CucumberFeaturesCode Photo Credits: Ryan Bates’ Cucumber Screencast

If it doesn’t look like code, that’s because it really isn’t. It’s very much like writing normal language sentences that even a business analyst could understand. The idea is that you write your specs following the Gherkin syntax (note the Given/When/Then) and you tie that to tests in code.

Step 2: Tie it to Code

So we have a spec, then you tie it to code with regular expressions. For example,

Then /^I should see "(.+)"$/ do |text|
  response_body.should =~ Regexp.new(Regexp.escape(text))
end

Notice how the “text” from the feature gets passed into the testing code. So the same testing code can be reused for multiple features.

Step 3: Code Until Green

Now that your specs are tied to your test code, you simply write your actual code until all of your specs are green (ie – complete).

The nice thing is that you can see exactly where your project is at any moment. Have you completed 20% of the spec? 90% of the spec? Just run your tests to find out.

What about for the ASP.NET Crowd?

This is all good for those hippie Rail programmers, but what about for the more practical enterprise .NET programmer?

nerd

Enter SpecFlow. SpecFlow is a clone of Cucumber for the .NET world. Can’t you tell from its much more professional sounding name? It’s enterprise-friendly!

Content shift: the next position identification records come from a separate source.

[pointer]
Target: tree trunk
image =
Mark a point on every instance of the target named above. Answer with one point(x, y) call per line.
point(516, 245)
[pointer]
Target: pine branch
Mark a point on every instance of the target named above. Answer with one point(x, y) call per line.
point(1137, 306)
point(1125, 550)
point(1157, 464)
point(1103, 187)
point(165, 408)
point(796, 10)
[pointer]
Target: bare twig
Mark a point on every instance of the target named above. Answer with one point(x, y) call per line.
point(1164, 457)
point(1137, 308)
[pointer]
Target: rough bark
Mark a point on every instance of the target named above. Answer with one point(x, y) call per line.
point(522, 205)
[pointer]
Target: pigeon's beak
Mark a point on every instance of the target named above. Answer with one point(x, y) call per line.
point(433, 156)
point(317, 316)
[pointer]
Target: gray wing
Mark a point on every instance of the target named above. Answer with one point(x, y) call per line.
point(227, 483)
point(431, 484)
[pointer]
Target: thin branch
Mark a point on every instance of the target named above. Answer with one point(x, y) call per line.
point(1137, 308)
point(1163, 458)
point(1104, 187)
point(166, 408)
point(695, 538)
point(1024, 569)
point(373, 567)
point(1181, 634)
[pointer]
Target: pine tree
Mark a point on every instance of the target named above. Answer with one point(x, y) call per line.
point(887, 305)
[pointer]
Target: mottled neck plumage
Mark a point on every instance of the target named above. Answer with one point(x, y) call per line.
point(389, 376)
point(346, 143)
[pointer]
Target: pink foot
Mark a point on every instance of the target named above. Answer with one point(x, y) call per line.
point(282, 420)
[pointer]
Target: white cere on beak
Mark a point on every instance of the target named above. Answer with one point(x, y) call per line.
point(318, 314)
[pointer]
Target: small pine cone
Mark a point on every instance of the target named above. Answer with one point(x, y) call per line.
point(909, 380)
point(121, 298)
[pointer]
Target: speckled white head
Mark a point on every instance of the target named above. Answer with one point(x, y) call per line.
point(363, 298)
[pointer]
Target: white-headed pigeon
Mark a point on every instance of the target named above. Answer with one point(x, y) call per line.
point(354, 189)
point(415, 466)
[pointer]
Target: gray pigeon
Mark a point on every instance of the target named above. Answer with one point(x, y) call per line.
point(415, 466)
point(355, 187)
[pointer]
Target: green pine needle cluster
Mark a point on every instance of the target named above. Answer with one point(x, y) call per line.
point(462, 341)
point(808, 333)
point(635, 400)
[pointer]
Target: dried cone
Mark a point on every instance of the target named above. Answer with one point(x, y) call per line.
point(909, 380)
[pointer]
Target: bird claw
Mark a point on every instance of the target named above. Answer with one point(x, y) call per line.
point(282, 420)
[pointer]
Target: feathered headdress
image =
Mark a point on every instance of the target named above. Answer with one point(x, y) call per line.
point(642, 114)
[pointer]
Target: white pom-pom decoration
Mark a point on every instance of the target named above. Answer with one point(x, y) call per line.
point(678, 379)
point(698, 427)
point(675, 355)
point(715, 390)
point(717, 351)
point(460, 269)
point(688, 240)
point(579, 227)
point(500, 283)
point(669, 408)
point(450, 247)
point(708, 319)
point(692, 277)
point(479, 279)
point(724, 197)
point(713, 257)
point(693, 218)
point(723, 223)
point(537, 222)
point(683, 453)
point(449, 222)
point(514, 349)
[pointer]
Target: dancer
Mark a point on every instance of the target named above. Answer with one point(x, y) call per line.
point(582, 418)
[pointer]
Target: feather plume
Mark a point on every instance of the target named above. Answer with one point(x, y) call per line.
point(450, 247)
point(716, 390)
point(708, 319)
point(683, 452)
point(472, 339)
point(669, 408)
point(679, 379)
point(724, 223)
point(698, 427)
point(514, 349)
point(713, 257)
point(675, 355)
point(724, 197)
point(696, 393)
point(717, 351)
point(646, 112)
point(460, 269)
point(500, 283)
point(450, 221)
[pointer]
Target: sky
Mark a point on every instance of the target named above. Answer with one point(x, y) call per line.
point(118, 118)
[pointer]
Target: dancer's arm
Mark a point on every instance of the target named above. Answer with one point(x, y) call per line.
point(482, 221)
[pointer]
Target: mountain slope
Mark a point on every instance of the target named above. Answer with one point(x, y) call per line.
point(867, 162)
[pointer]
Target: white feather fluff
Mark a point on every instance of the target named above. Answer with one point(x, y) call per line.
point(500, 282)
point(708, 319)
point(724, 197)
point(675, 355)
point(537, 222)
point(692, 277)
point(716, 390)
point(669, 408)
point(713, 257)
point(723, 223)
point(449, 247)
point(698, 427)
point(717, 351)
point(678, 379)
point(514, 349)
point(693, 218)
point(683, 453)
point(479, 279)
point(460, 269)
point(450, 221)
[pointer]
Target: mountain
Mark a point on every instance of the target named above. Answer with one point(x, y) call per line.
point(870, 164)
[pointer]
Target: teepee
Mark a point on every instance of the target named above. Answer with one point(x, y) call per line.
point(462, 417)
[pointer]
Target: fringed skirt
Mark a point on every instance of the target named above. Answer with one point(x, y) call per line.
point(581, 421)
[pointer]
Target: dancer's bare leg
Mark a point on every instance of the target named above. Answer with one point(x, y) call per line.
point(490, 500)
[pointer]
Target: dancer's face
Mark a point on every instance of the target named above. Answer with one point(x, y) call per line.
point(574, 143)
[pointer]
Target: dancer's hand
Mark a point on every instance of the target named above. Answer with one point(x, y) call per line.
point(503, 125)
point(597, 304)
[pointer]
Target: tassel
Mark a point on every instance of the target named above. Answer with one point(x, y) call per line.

You can get started with SpecFlow in five easy steps:

  1. Download the installer from their site – they have versions for VS.NET 2008 and 2010.
  2. Start a new solution, add a reference to TechTalk.SpecFlow.dll, and add a new SpecFlowFeature file (this template will be added to Visual Studio by step 1).
  3. Define your features in natural language using Given/When/Then Syntax
  4. Add a new SpecFlowStepDefinition file. In here, you will write the code that is tied to your features based on specialized attributes (note I’m using Watin to automate IE):
    [Given(@"I have viewed the login page")]
            public void GivenIHaveViewedTheLoginPage()
            {
                var browser = new IE();
                browser.GoTo("http://localhost:2529/TestSite/Login.aspx");
                Assert.That(browser.Title, Is.EqualTo("Welcome!"));
            }
  5. Build your solution and SpecFlow will automatically generate nUnit tests for you. Run your tests and behold your progress.

step5.PNG

Just the Beginning…

This is just the beginning of what can be done with SpecFlow, but I hope it whets your appetite enough to try it out. And if you’re dying for other examples a few others have posted some details on this topic as well:

2 Comments » for Getting Started with SpecFlow in ASP.NET
  1. Normanpaterson says:

    Fantastic article, however, for an ordinary guy like me, seems like it would take time to learn and leverage it, and of course my project is due yesterday!

  2. Anonymous says:

    Yeah. This definitely falls into the category of good idea, but difficult to implement on “real” projects. In theory it would save you time later because you have tests in place and would quickly know what breaks when you change something…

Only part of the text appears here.